Ruby LanguageRegular Expressions and Regex Based Operations

Groups, named and otherwise.

Ruby extends the standard group syntax (...) with a named group, (?<name>...). This allows for extraction by name instead of having to count how many groups you have.

name_reg = /h(i|ello), my name is (?<name>.*)/i #i means case insensitive

name_input = "Hi, my name is Zaphod Beeblebrox"

match_data = name_reg.match(name_input) #returns either a MatchData object or nil
match_data = name_input.match(name_reg) #works either way

if match_data.nil? #Always check for nil! Common error.
  puts "No match"
else
  match[0] #=> "Hi, my name is Zaphod Beeblebrox"
  match[1] #=> "i" #the first group, (i|ello)
  match[2] #=> "Zaphod Beeblebrox"
  #Because it was a named group, we can get it by name
  match[:name]  #=> "Zaphod Beeblebrox"
  match["name"] #=> "Zaphod Beeblebrox"
  puts "Hello #{match[:name]}!"
end

The index of the match is counted based on the order of the left parentheses (with the entire regex being the first group at index 0)

reg = /(((a)b)c)(d)/
match = reg.match 'abcd'
match[0] #=> "abcd"
match[1] #=> "abc"
match[2] #=> "ab"
match[3] #=> "a"
match[4] #=> "d"

=~ operator

if /hay/ =~ 'haystack'
  puts "There is hay in the word haystack"
end

Note: The order is significant. Though 'haystack' =~ /hay/ is in most cases an equivalent, side effects might differ:

  • Strings captured from named capture groups are assigned to local variables only when Regexp#=~ is called (regexp =~ str);
  • Since the right operand might be is an arbitrary object, for regexp =~ str there will be called either Regexp#=~ or String#=~.

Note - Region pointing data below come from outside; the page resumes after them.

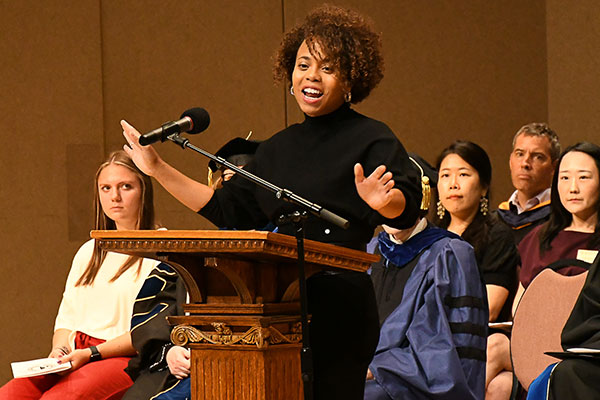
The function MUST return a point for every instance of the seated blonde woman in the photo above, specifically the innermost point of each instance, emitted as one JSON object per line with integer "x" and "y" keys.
{"x": 92, "y": 329}
{"x": 465, "y": 175}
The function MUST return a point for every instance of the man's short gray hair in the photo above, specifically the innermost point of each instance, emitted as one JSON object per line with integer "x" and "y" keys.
{"x": 541, "y": 129}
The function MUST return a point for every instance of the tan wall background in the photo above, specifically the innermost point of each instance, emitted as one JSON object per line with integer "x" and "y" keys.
{"x": 68, "y": 73}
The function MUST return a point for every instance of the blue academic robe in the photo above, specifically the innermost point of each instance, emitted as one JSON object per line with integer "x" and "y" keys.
{"x": 432, "y": 346}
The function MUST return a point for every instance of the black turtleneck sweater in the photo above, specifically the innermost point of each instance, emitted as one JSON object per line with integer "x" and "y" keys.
{"x": 315, "y": 160}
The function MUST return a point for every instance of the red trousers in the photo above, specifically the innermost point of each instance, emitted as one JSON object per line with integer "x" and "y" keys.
{"x": 100, "y": 380}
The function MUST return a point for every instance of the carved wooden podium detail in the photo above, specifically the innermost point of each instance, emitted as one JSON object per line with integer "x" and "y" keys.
{"x": 242, "y": 321}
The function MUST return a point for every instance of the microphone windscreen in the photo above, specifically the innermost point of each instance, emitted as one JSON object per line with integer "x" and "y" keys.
{"x": 200, "y": 119}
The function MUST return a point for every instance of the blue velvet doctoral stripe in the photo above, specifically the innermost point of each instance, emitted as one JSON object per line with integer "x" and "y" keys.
{"x": 427, "y": 349}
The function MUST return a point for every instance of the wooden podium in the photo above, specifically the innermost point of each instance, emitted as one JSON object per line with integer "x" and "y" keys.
{"x": 242, "y": 321}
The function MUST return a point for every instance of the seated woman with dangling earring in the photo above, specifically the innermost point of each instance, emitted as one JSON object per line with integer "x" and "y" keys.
{"x": 465, "y": 174}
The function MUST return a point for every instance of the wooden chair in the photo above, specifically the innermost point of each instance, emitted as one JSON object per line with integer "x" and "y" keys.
{"x": 539, "y": 320}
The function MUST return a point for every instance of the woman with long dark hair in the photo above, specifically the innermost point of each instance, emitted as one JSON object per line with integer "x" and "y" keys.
{"x": 573, "y": 231}
{"x": 346, "y": 162}
{"x": 465, "y": 174}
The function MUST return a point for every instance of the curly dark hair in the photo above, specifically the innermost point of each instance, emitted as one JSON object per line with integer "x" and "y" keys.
{"x": 348, "y": 41}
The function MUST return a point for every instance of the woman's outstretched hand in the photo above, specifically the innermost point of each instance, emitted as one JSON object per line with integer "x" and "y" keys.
{"x": 145, "y": 157}
{"x": 377, "y": 190}
{"x": 78, "y": 358}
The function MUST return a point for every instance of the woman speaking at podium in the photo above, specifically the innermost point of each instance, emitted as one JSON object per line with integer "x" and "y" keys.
{"x": 346, "y": 162}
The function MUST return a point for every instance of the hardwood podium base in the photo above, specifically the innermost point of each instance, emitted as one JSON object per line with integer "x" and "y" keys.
{"x": 246, "y": 373}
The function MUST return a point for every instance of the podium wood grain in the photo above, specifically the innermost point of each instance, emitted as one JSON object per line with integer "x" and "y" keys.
{"x": 243, "y": 317}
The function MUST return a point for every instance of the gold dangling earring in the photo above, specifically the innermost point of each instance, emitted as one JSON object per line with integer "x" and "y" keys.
{"x": 484, "y": 205}
{"x": 441, "y": 211}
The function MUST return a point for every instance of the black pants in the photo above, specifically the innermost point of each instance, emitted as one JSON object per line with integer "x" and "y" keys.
{"x": 344, "y": 331}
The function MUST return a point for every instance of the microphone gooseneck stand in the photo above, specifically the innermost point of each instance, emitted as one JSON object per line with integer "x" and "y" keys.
{"x": 297, "y": 218}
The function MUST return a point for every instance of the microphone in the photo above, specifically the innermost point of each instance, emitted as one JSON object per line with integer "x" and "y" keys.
{"x": 194, "y": 120}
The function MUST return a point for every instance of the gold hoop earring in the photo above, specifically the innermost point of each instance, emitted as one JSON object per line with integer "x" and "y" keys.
{"x": 484, "y": 205}
{"x": 441, "y": 211}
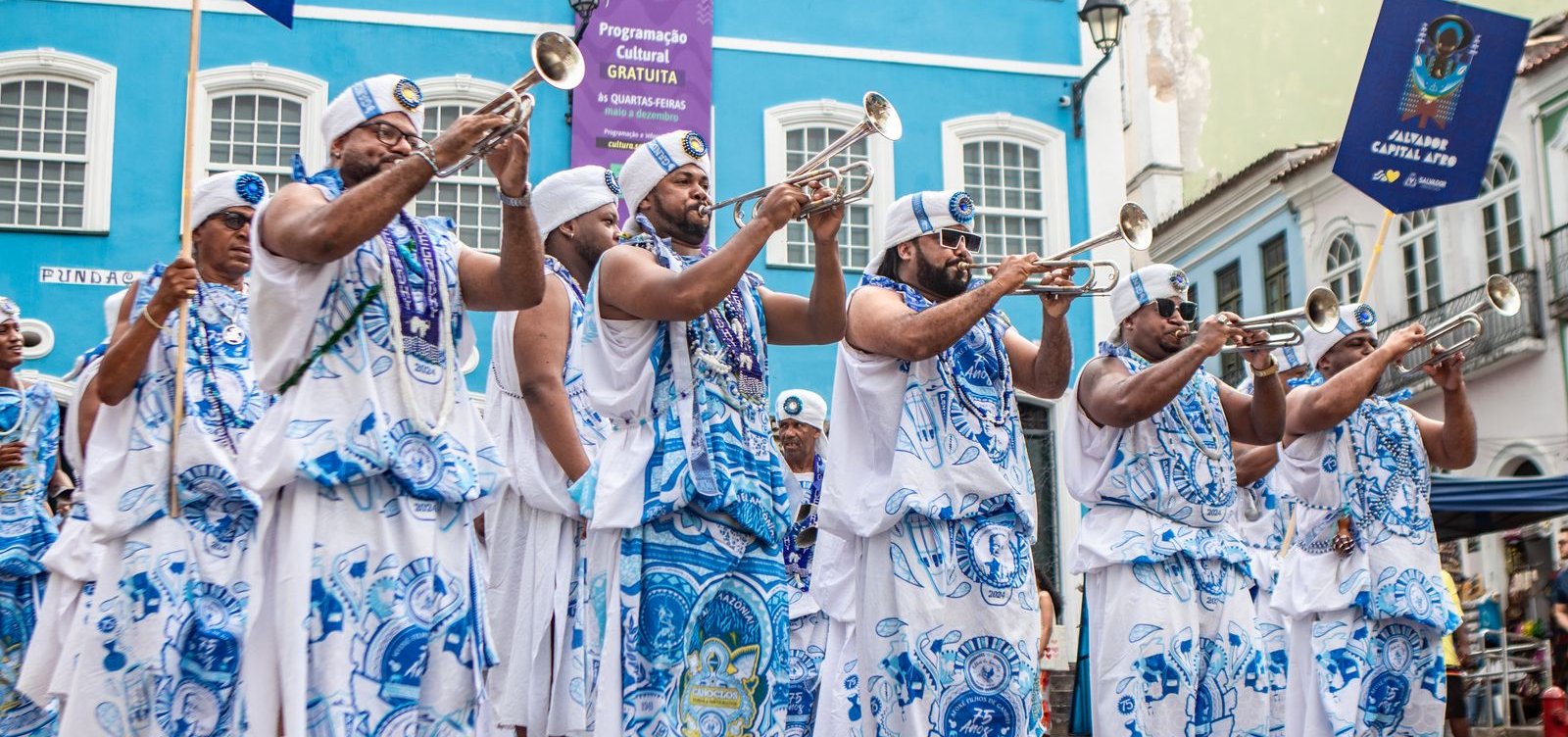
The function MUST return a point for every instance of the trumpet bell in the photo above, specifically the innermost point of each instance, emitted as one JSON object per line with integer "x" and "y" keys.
{"x": 1502, "y": 295}
{"x": 1134, "y": 226}
{"x": 559, "y": 60}
{"x": 882, "y": 117}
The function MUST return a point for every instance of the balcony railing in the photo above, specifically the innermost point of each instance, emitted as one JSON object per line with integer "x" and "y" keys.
{"x": 1501, "y": 336}
{"x": 1557, "y": 271}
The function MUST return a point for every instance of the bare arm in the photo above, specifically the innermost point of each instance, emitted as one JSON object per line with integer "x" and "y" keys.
{"x": 538, "y": 345}
{"x": 305, "y": 226}
{"x": 635, "y": 286}
{"x": 127, "y": 353}
{"x": 1256, "y": 419}
{"x": 1253, "y": 462}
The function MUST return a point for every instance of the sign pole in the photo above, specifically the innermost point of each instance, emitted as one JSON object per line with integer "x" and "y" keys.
{"x": 185, "y": 253}
{"x": 1377, "y": 251}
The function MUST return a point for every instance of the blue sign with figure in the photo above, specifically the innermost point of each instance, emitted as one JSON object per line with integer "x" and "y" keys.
{"x": 1431, "y": 98}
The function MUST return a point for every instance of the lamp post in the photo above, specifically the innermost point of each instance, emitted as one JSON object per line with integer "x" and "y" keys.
{"x": 1104, "y": 27}
{"x": 582, "y": 8}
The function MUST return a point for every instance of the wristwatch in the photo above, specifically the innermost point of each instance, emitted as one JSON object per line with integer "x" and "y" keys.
{"x": 519, "y": 201}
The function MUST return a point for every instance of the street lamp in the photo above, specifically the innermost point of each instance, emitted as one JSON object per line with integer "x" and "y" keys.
{"x": 1102, "y": 20}
{"x": 582, "y": 8}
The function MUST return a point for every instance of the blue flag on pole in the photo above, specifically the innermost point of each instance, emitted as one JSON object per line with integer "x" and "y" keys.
{"x": 278, "y": 10}
{"x": 1431, "y": 98}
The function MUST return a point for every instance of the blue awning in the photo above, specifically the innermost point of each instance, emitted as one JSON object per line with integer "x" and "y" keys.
{"x": 1463, "y": 507}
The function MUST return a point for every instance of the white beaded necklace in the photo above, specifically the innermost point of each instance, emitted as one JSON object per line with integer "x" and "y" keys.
{"x": 447, "y": 355}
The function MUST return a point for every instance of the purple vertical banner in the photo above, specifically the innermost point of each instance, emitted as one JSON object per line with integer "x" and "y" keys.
{"x": 650, "y": 73}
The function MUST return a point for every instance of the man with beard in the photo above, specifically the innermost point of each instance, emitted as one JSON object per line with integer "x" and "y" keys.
{"x": 802, "y": 418}
{"x": 930, "y": 486}
{"x": 372, "y": 460}
{"x": 176, "y": 601}
{"x": 28, "y": 447}
{"x": 538, "y": 412}
{"x": 1366, "y": 600}
{"x": 1147, "y": 443}
{"x": 687, "y": 504}
{"x": 1262, "y": 524}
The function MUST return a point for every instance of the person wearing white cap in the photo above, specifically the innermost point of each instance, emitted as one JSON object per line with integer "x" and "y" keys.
{"x": 1147, "y": 447}
{"x": 538, "y": 412}
{"x": 686, "y": 502}
{"x": 802, "y": 419}
{"x": 1361, "y": 584}
{"x": 930, "y": 486}
{"x": 373, "y": 462}
{"x": 28, "y": 449}
{"x": 174, "y": 584}
{"x": 1262, "y": 524}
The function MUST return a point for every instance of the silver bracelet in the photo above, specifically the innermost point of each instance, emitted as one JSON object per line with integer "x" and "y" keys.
{"x": 428, "y": 159}
{"x": 519, "y": 201}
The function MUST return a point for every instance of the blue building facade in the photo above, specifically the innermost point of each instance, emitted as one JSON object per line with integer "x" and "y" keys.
{"x": 91, "y": 118}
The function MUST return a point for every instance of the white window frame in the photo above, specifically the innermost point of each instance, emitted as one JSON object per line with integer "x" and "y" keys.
{"x": 1333, "y": 274}
{"x": 1008, "y": 127}
{"x": 99, "y": 78}
{"x": 828, "y": 114}
{"x": 261, "y": 78}
{"x": 462, "y": 90}
{"x": 1494, "y": 198}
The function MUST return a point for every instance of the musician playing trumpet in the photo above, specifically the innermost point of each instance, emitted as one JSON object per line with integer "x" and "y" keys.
{"x": 930, "y": 482}
{"x": 1366, "y": 598}
{"x": 1149, "y": 449}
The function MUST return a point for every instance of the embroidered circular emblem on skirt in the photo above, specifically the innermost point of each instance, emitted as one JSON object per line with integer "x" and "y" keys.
{"x": 985, "y": 713}
{"x": 993, "y": 554}
{"x": 988, "y": 663}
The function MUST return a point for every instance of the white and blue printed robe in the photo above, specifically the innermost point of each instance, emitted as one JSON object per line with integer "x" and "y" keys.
{"x": 533, "y": 541}
{"x": 1173, "y": 645}
{"x": 686, "y": 509}
{"x": 930, "y": 488}
{"x": 1371, "y": 623}
{"x": 170, "y": 619}
{"x": 373, "y": 616}
{"x": 25, "y": 532}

Note that this does not return a true/false value, it instead returns either the index of the match if found, or nil if not found. Because all integers in ruby are truthy (including 0) and nil is falsy, this works. If you want a boolean value, use #=== as shown in another example.

Quantifiers

Quantifiers allows to specify count of repeated strings.

  • Zero or one:

    /a?/
    
  • Zero or many:

    /a*/
    
  • One or many:

    /a+/
    
  • Exact number:

    /a{2,4}/ # Two, three or four
    /a{2,}/  # Two or more
    /a{,4}/  # Less than four (including zero)
    

By default, quantifiers are greedy, which means they take as many characters as they can while still making a match. Normally this is not noticeable:

/(?<site>.*) Stack Exchange/ =~ 'Motor Vehicle Maintenance & Repair Stack Exchange'

The named capture group site will be set to ''Motor Vehicle Maintenance & Repair' as expected. But if 'Stack Exchange' is an optional part of the string (because it could be 'Stack Overflow' instead), the naive solution will not work as expected:

/(?<site>.*)( Stack Exchange)?/

This version will still match, but the named capture will include 'Stack Exchange' since * greedily eats those characters. The solution is to add another question mark to make the * lazy:

/(?<site>.*?)( Stack Exchange)?/

Appending ? to any quantifier will make it lazy.

Character classes

Describes ranges of symbols

You can enumerate symbols explicitly

/[abc]/ # 'a' or 'b' or 'c'

Or use ranges

/[a-z]/ # from 'a' to 'z'

It is possible to combine ranges and single symbols

/[a-cz]/ # 'a' or 'b' or 'c' or 'z'

Leading dash (-) is treated as charachter

/[-a-c]/ # '-' or 'a' or 'b' or 'c'

Classes can be negative when preceding symbols with ^

/[^a-c]/ # Not 'a', 'b' or 'c'

There are some shortcuts for widespread classes and special charachters, plus line endings

^  # Start of line
$  # End of line
\A # Start of string
\Z # End of string, excluding any new line at the end of string
\z # End of string
.  # Any single character
\s # Any whitespace character
\S # Any non-whitespace character
\d # Any digit
\D # Any non-digit
\w # Any word character (letter, number, underscore)
\W # Any non-word character
\b # Any word boundary

\n will be understood simply as new line

To escape any reserved charachter, such as / or [] and others use backslash (left slash)

\\ # => \
\[\] # => []

Regular Expressions in Case Statements

You can test if a string matches several regular expressions using a switch statement.

Example

case "Ruby is #1!"
when /\APython/
    puts "Boooo."
when /\ARuby/
    puts "You are right."
else 
    puts "Sorry, I didn't understand that."
end

This works because case statements are checked for equality using the === operator, not the == operator. When a regex is on the left hand side of a comparison using ===, it will test a string to see if it matches.

Defining a Regexp

A Regexp can be created in three different ways in Ruby.

  • using slashes: / /

  • using %r{}

  • using Regex.new

    #The following forms are equivalent
    regexp_slash = /hello/
    regexp_bracket = %r{hello}
    regexp_new = Regexp.new('hello')
    
    string_to_match = "hello world!"
    
    #All of these will return a truthy value
    string_to_match =~ regexp_slash    # => 0
    string_to_match =~ regexp_bracket  # => 0
    string_to_match =~ regexp_new      # => 0
    

match? - Boolean Result

Returns true or false, which indicates whether the regexp is matched or not without updating $~ and other related variables. If the second parameter is present, it specifies the position in the string to begin the search.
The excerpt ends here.